Major accomplishments in 2014

  • Released 4.1-ESVR9 & -R10, 4.2.6 & 4.2.7, 4.3.0 & 4.3.1
  • Extended the date for End of Life for DHCP 4.1 another year (planned for December 2014, extended until December 2015)
  • We created an open ISC DHCP git repository
  • We accepted at least 11 contributed patches
  • Added 12 new KB articles about ISC DHCP in our Knowledgebase (kb.isc.org)

Maintenance

RESOLVED 167 issues in 2014 (not counting those opened before 1/1/2009)**
OPENED 133 new issues in our bug tracker

We use the Coverity free scanning program for open source programs, and starting in April, 2014, we made it a priority to address our outstanding Coverity errors in the DHCP project. Since then we have reversed the trend, and right now we have a Coverity defect density of 0.09, which is excellent.

We determined that our DHCP client script could be a vector for the Shellshock BASH vulnerability discovered in 2014. We communicated with the operating system packagers (who create these client scripts) about this possibility.

New Feature Development We launched ISC DHCP 4.3.0, which we called our IPv6 “uplift” release. This release added more feature support for IPv6, including access to relay options, on-expiry/on-renew features, and class support. It also added OMAPI subclass control, and implemented the newer standardized DHCID resource record format.

In addition to the 4.3.0 feature release, we added 12 minor features requested by users in releases 4.3.1 and 4.3.2, with selective backporting to earlier releases.

Kea DHCP

Kea is our under-development next-generation DHCP server, intended to eventually replace the ISC DHCP server. Kea is a server only, and does not currently include a client or relay. Kea is intended to be more easily extended than ISC DHCP, and is designed for dynamic reconfiguration. We are encouraged by the interest in contributing to and deploying Kea that we have seen from the community in 2014. We plan to continue new feature development in 2015, making Kea suitable for datacenter or public wifi deployments.
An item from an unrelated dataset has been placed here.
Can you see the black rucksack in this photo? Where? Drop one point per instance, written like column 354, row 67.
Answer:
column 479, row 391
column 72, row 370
Major accomplishments in 2014

  • Released Kea 0.9, which separated Kea from the BIND 10 framework, making it a working standalone application. We also removed the dependency on Python and Botan.
  • Began working on Kea 0.91, which is being developed in the open at https://gitlab.isc.org/isc-projects/kea
  • We established a set of Kea interest mailing lists, which you can sign up for on the ISC mailing lists page
  • We continued our partnership with Gdansk University, holding a hackathon there, and proposing several masters and PhD thesis projects.
  • We opened a site on GitHub to accept contributions.
  • We have accepted patches from the following: RedHat, CapGemini, CERN, Facebook, and 2 universities, Gdansk University and Silesian University.
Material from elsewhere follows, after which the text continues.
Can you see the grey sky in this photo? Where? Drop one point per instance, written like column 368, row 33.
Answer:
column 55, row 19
ISC contributions to DHC standards development

ISC engineers invest considerable time and effort working on proposals for Internet standards. Among the more notable efforts in 2014 are the work on the DHCP proposal RFC3315bis, and the two DHCP privacy drafts. In addition to working on drafts, ISC Senior Software Engineer Tomasz Mrugalski co-chaired the IETF DHC working group in 2014.


Major Changes to Projects

  • We released version 1.2 of BIND 10, ended the BIND 10 development project at ISC, renamed the BIND 10 components as Bundy, and released control of the source to be managed by the Bundy project, which has put it up on GitHub.
  • We jettisoned the DNS-Co branding which had come to symbolize aggressive commercialization.
  • We wrapped up the Open Home Gateway Forum, funded by Comcast.
  • We removed all restrictions on our Knowledgebase and on our duplicate git repositories for BIND and ISC DHCP, so these resources are all free and open to anyone. Previously we reserved some access for subscribers only.

ISC 2014 conference presentations

In addition, we held 2 webinars and organized a meeting about DNS resolver DDOS mitigation measures at the 90th IETF in Toronto.


* Date chosen to represent “current applicable issues.” We released BIND 9.9.0 in February, 2011.

** Date chosen to represent “current applicable issues.” We released ISC DHCP 4.1.0 in December, 2008.